2. Les CGV du candidat sont annexées à une pièce contractuelle de l’offre
Avant toute chose, il convient de rappeler que les candidats ne sont pas tenus d’amender les pièces de la consultation fournies par l’acheteur public notamment dans le cadre des procédures formalisées, sauf indication contraire. Cet élément est d’ailleurs communément rappelé dans le règlement de la consultation.
Si le marché est passé selon une procédure formalisée, il faut garder à l’esprit que la modification par un candidat d’un document du dossier de consultation reviendrait en réalité à instaurer une négociation au sens de l’article 59-I du Code des marchés publics. Dans ce cas, l’offre devra être rejetée dès lors qu’une des clauses des CGV viendra contredire une clause rédigée par l’acheteur public ou ira à l’encontre d’un principe général du droit tel que la continuité du service public ; ce qui ne serait alors pas conforme à l’article 35-I du Code des marchés publics.
Néanmoins, l’acheteur doit faire preuve de vigilance et de cohérence en ayant une réflexion au cas par cas sur les avantages et inconvénients d’un tel rejet : l’acheteur doit se poser la question de savoir si la ou les clauses litigieuse(s) des CGV qui vont à l’encontre des pièces contractuelles du marché s’applique(nt) réellement à son contrat. Autrement dit, l’acheteur devra peser le pour et le contre avant de considérer comme irrégulière une offre compétitive qui contiendrait des CGV et surtout, l’acheteur devra se demander si ces CGV auront un réel impact lors de l’exécution du marché. Concrètement, si l’acheteur découvre dans l’offre du candidat une CGV qui imposerait par exemple un formalisme différent que celui prévu au CCAP pour la fourniture de livrables, aurait-elle des chances de s’appliquer quand bien même ce marché ne comporterait qu’une part minime de prestation de fourniture ? Une telle décision est alors propre à chaque acheteur et à chaque collectivité.
Enfin, l’acheteur devra vérifier à quelle pièce contractuelle ces CGV sont annexées et s’il s’agit d’une pièce prédominante dans la hiérarchie des pièces contractuelles.
3. Les CGV sont fournies sur une feuille volante
Dans cette hypothèse, le candidat ne porte pas atteinte aux règles fixées par l’acheteur public.

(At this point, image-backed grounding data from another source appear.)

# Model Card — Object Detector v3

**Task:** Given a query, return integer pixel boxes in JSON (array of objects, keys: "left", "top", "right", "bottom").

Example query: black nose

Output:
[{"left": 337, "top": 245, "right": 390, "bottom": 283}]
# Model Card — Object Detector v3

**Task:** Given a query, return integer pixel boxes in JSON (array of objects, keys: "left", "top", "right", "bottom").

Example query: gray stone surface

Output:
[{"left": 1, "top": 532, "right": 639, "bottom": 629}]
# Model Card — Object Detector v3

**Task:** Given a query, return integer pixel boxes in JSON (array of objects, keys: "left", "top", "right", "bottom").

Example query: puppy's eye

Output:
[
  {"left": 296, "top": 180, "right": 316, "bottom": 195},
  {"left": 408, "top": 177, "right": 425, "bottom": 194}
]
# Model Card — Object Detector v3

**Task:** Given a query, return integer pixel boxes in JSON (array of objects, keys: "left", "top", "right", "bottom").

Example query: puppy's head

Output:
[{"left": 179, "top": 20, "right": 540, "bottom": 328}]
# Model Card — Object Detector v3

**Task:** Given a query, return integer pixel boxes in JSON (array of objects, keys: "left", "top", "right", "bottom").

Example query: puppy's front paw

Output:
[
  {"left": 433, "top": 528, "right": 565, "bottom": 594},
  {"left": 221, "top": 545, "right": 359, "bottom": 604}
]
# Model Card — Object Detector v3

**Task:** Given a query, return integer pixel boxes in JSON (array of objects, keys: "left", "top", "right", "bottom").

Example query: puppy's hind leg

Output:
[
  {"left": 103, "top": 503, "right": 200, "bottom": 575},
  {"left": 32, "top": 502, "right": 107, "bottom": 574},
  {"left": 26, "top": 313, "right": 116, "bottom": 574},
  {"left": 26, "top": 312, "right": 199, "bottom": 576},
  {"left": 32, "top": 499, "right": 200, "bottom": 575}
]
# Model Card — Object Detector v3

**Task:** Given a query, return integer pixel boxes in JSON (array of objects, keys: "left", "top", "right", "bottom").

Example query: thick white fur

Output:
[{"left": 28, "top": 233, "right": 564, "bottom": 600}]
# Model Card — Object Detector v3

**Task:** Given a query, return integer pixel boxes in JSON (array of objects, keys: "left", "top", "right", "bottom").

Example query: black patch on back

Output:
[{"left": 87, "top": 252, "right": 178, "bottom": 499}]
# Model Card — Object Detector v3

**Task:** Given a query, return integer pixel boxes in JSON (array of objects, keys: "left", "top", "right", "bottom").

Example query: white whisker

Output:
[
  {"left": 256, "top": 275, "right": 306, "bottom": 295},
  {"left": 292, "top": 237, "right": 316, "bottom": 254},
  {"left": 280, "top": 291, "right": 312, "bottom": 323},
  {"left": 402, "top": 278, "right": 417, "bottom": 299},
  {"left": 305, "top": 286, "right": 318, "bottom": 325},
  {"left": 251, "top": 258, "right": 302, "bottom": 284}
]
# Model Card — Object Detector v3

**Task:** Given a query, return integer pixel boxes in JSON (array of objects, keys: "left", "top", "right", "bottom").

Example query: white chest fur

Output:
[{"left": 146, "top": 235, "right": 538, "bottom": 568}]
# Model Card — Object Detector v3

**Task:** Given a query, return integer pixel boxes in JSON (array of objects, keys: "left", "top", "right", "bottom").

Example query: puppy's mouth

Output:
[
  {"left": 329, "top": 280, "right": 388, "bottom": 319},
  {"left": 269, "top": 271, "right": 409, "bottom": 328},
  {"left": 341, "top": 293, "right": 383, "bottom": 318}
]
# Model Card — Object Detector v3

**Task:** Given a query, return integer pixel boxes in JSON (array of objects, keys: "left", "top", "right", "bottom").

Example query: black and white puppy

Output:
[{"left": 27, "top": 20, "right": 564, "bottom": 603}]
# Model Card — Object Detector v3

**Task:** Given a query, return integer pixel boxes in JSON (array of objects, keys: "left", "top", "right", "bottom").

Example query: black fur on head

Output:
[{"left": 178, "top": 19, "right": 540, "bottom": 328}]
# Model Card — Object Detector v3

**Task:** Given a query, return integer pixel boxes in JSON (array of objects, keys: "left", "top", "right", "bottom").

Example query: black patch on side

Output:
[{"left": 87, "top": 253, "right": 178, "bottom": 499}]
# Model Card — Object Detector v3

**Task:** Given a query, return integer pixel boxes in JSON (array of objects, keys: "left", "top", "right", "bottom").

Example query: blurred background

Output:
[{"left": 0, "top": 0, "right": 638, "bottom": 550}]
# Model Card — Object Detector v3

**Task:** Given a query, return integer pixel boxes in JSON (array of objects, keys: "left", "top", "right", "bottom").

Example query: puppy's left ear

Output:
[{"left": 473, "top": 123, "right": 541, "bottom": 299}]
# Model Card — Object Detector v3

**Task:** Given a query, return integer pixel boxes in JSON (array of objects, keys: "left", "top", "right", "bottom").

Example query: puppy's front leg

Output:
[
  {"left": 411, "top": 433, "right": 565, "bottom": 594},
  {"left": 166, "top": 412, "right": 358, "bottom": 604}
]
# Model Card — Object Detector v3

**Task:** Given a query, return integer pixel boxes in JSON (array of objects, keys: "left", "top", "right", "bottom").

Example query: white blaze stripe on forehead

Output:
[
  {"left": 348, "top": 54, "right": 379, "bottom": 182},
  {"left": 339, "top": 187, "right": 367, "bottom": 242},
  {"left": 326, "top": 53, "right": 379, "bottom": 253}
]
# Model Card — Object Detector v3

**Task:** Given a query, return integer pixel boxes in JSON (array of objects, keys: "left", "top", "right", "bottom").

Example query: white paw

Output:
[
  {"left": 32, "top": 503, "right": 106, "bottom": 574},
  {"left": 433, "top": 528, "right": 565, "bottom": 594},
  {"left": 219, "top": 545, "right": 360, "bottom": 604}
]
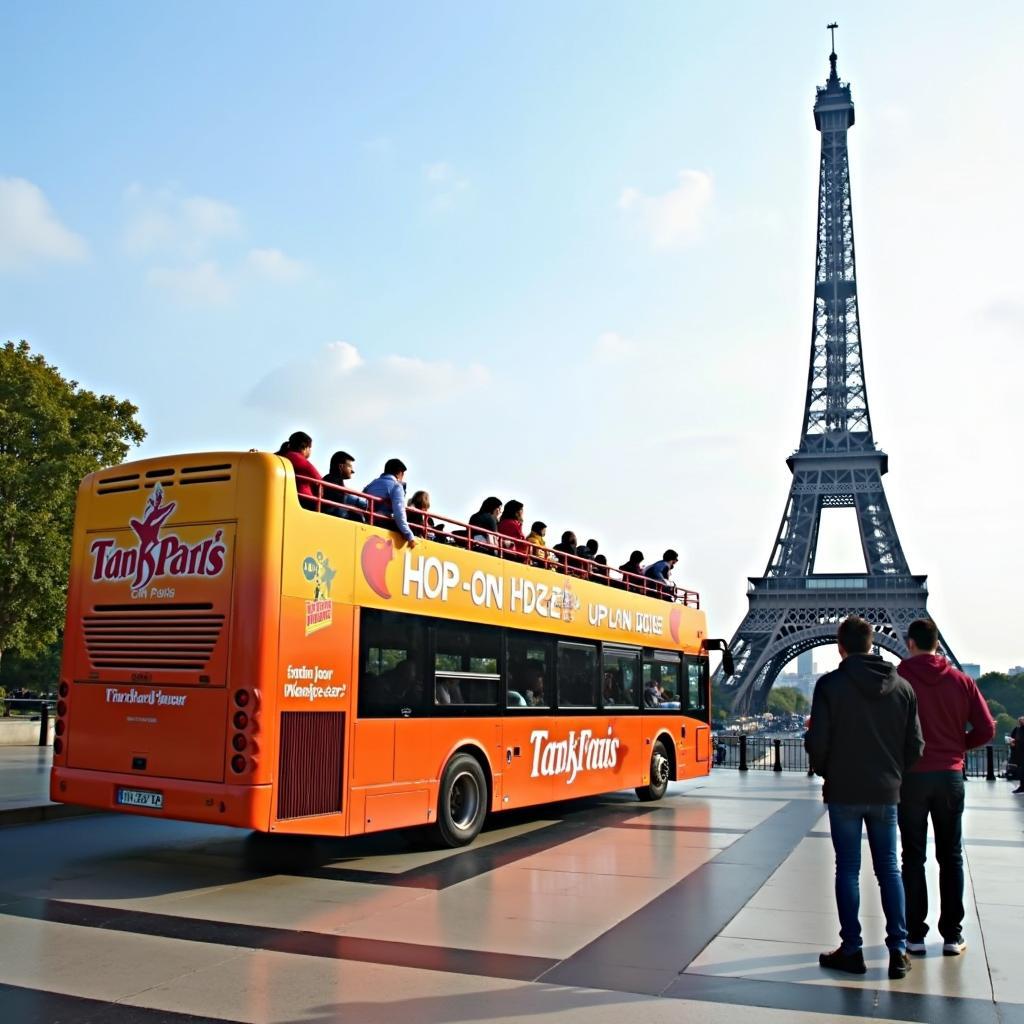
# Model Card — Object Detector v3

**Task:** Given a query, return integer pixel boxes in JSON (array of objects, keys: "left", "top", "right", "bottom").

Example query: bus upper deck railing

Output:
[{"left": 295, "top": 473, "right": 701, "bottom": 608}]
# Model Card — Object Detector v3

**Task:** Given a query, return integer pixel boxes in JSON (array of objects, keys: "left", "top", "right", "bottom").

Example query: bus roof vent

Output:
[{"left": 96, "top": 472, "right": 141, "bottom": 495}]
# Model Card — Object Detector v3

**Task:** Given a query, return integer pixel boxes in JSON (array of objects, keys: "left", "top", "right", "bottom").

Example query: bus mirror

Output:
[{"left": 701, "top": 638, "right": 734, "bottom": 677}]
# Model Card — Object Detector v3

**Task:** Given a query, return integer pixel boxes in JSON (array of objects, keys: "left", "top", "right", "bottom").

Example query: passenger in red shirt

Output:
[
  {"left": 896, "top": 618, "right": 994, "bottom": 958},
  {"left": 277, "top": 431, "right": 322, "bottom": 510},
  {"left": 497, "top": 500, "right": 529, "bottom": 560}
]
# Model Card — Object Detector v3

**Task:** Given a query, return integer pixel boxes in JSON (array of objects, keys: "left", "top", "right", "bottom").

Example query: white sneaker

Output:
[
  {"left": 943, "top": 938, "right": 967, "bottom": 956},
  {"left": 906, "top": 940, "right": 927, "bottom": 956}
]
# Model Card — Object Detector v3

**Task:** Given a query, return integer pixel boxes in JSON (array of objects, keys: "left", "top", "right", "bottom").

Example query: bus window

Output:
[
  {"left": 359, "top": 609, "right": 427, "bottom": 717},
  {"left": 642, "top": 651, "right": 681, "bottom": 708},
  {"left": 602, "top": 647, "right": 640, "bottom": 709},
  {"left": 507, "top": 632, "right": 553, "bottom": 709},
  {"left": 557, "top": 642, "right": 598, "bottom": 709},
  {"left": 684, "top": 656, "right": 710, "bottom": 721},
  {"left": 433, "top": 621, "right": 500, "bottom": 707}
]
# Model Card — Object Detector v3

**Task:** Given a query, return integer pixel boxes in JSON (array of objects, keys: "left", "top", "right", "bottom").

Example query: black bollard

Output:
[
  {"left": 739, "top": 734, "right": 748, "bottom": 772},
  {"left": 773, "top": 739, "right": 782, "bottom": 772},
  {"left": 986, "top": 745, "right": 996, "bottom": 782},
  {"left": 38, "top": 702, "right": 49, "bottom": 747}
]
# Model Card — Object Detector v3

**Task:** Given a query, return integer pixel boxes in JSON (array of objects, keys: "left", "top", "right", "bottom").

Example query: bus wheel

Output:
[
  {"left": 435, "top": 753, "right": 488, "bottom": 847},
  {"left": 636, "top": 740, "right": 671, "bottom": 802}
]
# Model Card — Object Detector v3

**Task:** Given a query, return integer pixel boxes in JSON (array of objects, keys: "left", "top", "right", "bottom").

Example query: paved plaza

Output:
[{"left": 0, "top": 750, "right": 1021, "bottom": 1023}]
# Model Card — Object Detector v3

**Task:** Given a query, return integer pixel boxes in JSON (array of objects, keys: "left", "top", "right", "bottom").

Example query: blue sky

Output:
[{"left": 2, "top": 2, "right": 1022, "bottom": 674}]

Il fournit simplement une pièce supplémentaire non requise lors du dépôt de son offre. Cette pièce qui n’est a priori pas inclue dans la liste des pièces contractuelles n’aura pas vocation à s’appliquer. Toutefois, dans le cas où la liste des pièces contractuelles mentionnerait un terme vague comme « l’offre technique du candidat » qui pourrait à l’extrême inclure toute pièce fournie par le candidat, il conviendrait d’appliquer à nouveau le principe de la hiérarchie des pièces.

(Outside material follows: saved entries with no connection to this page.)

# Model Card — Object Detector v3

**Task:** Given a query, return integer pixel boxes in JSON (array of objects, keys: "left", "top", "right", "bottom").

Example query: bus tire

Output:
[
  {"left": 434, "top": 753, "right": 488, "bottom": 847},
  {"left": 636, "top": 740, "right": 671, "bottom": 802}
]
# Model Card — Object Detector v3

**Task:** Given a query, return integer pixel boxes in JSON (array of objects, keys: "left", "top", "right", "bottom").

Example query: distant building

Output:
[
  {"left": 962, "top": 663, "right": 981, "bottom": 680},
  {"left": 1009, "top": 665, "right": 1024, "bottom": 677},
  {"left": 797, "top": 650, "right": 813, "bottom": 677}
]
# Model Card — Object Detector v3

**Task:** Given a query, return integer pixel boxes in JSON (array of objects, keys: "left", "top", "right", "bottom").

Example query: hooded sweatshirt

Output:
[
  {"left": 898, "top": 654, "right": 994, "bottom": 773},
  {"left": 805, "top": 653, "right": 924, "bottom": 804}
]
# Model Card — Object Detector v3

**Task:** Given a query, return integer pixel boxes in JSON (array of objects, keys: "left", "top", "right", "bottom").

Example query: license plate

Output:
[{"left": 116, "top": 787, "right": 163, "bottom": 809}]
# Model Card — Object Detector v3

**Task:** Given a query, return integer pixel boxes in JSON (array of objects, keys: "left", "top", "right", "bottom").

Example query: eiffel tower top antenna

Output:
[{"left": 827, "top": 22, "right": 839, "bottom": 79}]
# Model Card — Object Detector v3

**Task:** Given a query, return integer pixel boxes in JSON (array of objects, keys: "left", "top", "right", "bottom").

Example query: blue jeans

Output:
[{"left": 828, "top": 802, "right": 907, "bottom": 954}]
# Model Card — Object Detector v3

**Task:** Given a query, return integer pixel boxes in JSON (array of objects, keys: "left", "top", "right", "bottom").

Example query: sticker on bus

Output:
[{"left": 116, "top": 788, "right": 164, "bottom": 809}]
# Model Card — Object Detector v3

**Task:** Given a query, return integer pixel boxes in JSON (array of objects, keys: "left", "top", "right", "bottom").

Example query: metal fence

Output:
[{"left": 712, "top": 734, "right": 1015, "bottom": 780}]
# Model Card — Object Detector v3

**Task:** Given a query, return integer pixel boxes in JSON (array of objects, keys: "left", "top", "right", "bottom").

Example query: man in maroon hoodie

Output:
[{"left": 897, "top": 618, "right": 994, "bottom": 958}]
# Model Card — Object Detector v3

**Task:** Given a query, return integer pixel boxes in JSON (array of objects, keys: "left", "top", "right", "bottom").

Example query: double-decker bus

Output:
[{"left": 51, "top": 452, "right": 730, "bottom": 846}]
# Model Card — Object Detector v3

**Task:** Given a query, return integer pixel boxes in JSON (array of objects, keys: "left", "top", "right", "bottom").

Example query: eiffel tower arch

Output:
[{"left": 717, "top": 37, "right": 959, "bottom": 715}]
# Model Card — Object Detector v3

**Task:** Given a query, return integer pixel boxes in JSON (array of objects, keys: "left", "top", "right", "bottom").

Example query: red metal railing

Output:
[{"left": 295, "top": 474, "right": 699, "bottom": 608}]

4. Les CGV se trouvent au dos des documents imprimés par le candidat
En procédure adaptée, la balle est dans le camp de l’acheteur. Soit l’acheteur prévoit dans le règlement de la consultation qu’il ne négociera pas et on retrouve alors les mêmes problématiques qu’en procédure formalisée, soit la négociation est prévue par l’acheteur et dans ce cas, la négociation peut être utilisée pour régulariser l’offre du candidat [9] et échanger directement avec lui de l’application de ces CGV.

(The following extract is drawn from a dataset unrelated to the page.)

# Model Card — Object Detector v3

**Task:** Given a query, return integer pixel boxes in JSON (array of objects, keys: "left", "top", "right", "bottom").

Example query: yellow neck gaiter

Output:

La difficulté issue de l’application combinée des CGV et clauses d’un marché public n’est toujours pas résolue par la jurisprudence quand bien même l’arrêt du Conseil d’Etat d’octobre 2014 - et les jugements de tribunaux administratifs dans une moindre mesure - apportent une première piste aux acheteurs publics. Il revient donc à ces derniers de prendre toutes les précautions nécessaires dès la phase de rédaction des pièces contractuelles afin de se prémunir contre tout risque de litiges entre CGV et clauses du marché public notamment lors de la phase d’exécution du marché.